A structure editor, also structured editor or projectional editor, is any document editor that is cognizant of the document's underlying structure. Structure editors can be used to edit hierarchical or marked up text, computer programs, diagrams, chemical formulas, and any other type of content with clear and well-defined structure. In contrast, a text editor is any document editor used for editing plain text files.[ clarification needed ]
Typically, the benefits of text and structure editing are combined in the user interface of a single hybrid tool. For example, Emacs is fundamentally a text editor, but supports the manipulation of words, sentences, and paragraphs as structures that are inferred from the text. Conversely, Dreamweaver is fundamentally a structure editor for marked up web documents, but supports the display and manipulation of raw HTML text as well. Similarly, molecule editors typically support both graphical and textual input. Structure editing predominates when content is graphical and textual representations are awkward, e.g., CAD systems and PowerPoint. Text editing predominates when content is largely devoid of structure, e.g., text fields in web forms. WYSIWYG word processing systems such as Word, which appear to edit formatted text directly, are essentially structure editors for the underlying marked-up text.

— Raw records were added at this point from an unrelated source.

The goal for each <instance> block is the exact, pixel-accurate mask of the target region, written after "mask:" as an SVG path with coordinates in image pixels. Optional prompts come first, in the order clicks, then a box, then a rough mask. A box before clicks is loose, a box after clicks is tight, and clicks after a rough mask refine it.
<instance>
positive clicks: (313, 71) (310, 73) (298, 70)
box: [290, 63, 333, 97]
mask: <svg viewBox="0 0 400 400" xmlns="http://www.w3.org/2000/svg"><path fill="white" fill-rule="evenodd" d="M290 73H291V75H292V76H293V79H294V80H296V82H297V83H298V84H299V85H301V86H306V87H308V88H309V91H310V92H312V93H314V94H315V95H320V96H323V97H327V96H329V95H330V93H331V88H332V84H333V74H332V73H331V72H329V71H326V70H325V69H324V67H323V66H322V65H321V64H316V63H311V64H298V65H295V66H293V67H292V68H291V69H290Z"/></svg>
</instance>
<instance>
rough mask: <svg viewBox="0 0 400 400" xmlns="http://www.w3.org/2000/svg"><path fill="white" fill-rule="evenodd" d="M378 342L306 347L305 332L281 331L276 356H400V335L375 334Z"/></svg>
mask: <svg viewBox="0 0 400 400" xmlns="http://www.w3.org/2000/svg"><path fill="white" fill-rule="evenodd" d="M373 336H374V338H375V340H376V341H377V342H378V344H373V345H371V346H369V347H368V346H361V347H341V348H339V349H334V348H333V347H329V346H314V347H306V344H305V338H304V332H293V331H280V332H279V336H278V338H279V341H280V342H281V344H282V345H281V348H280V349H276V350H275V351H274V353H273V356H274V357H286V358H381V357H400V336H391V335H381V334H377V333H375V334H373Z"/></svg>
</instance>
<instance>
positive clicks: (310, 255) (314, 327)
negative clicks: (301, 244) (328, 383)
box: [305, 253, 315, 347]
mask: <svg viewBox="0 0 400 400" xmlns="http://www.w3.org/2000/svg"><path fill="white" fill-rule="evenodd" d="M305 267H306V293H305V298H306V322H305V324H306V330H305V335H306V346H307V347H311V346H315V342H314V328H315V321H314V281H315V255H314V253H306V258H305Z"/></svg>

In linguistics, syntax is the study of the structure of grammatical utterances, and accordingly syntax-directed editor is a synonym for structure editor. Language-based editor and language-sensitive editor are also synonyms. A language-based editor's features may be implemented by ad hoc code or by a formal grammar. For example, language sensitivity in Emacs is implemented in the Lisp definition of the edit mode for the given language. In contrast, language sensitivity in an XML editor is driven by a formal DTD schema for the given language.
Although structured editors allow the viewing and manipulation of the underlying document in a structured manner, the file format in which the document is stored on disk may or may not be heavily structured and may or may not be open or standardized (e.g., plain text versus Microsoft Word documents).
Structure editing has often been employed in source code editors, as source code is naturally structured by the syntax of the computer language. However, most source code editors are instead text editors with additional features such as syntax highlighting and code folding, rather than structure editors. The editors in some integrated development environments parse the source code and generate a parse tree, allowing the same analysis as by a structure editor, but the actual editing of the source code is generally done as raw text.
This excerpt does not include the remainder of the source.